The first thing I would say is not to get caught up in all the intricacies and just start. Pick up the phone, the camera, whatever you have in front of you. Get in front of a window, go outside if you need to, and just start and get comfortable. Posting that first video is the first hurdle to get over. If you just start, don't overthink, don't be strategic about it and see where it takes you, you'll figure out your style, your rhythm.
As far as getting brands involved, a lot of people get so caught up in how to get the sponsorships. A lot of these people, it's their full-time jobs, and they want brands to notice them. I spent the first month of doing this YouTube thing reaching out to brands left and right. I was like, "This is my full-time job. I have to be making money off this." But instead of focusing on doing the outreach, I should have focused on the content itself and mentioning the brands that I already used.

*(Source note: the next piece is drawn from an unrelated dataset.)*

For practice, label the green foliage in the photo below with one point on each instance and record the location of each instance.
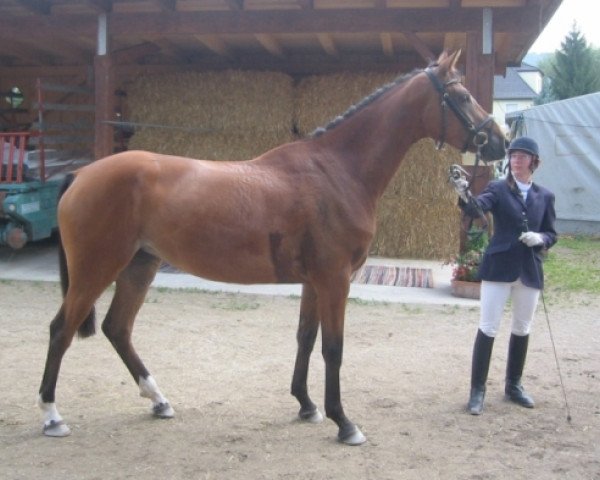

Don't think about the strategic side of what brands will want to work with you. Just be so real in your videos that, even if that brand is not mentioned, they might want to work with you because they love your personality. But tag brands -- put them in the description, title or keywords, because that helps with SEO.
6. What's a misconception many people have about YouTube?
I don't think that people really understand the hard work that goes into it. I never get offended or hurt when somebody says, "That makeup tutorial was bad," or "You're ugly," or "You're fat." I have enough confidence in myself. But when people say things about my character, or the comments are like, "You're not working hard enough," or, "Did you just post this video and do it so quickly?" When someone attacks your character or work ethic, that really hurts.
The misconception of YouTube is that it's a fluff career. Nobody gets how much goes into these videos. I was one of those people who had those misconceptions. That's why I didn't want to be known as a YouTuber at first. Now, I'm really proud of it, and I think people should own it, because it's actually the most powerful thing in marketing and media right now.
Click through the slideshow to see five of Mutyala's favorite posts.
‘How to Cover Dark Under-Eye Circles’
"This was my second video on YouTube and the one that went viral -- it really showed me the power of the internet and really catapulted my career in this industry. This video and the opportunities that followed opened a lot of doors for me, and it will always be a special one."
‘#BeYourOwnPrincess’
"I loved that this video showed tutorials to achieve four amazing looks, but also pushed an important message that your skin color or gender shouldn't affect anything/anyone you want to be, costume or otherwise!"
‘South Asian Wonder Woman Transformation -- #BeYourOwnHero’
"This video was so fun and so last-minute to shoot -- but still one of my faves! Wonder Woman was super big this past year, and I wanted to put a cultural take on it and showcase a superhero of South Asian descent. Also, the makeup look itself is gorgeous, so I love that you can watch the full transformation."
‘Vlog: Eat. Pray. Texas -- Family, Mental Health & Big News!!!’
"Anyone who knows me knows that I work nonstop and am all about the hustle -- there really aren't enough hours in the day for me to get everything done. Last year, however, I was really reaching a low point in my life and didn't know where to turn, so I went home for some time to decompress and recenter my mind. This was a really personal and hard time for me, but I'm happy I vlogged it and showed people that everyone experiences these emotions, and they're normal."
‘Best in Beauty: Brown Girl Edition! My Must-Have Products!’
"I always talk about it, but it was really great to see the reaction and excitement of girls in finding a whole set of products that work for them! This video really took a lot of thought from my end and is something I want to start a series out of. It really drove home the fact that there is a real need for more brown-girl friendly products. My audience gets really excited to learn when I've found a few!"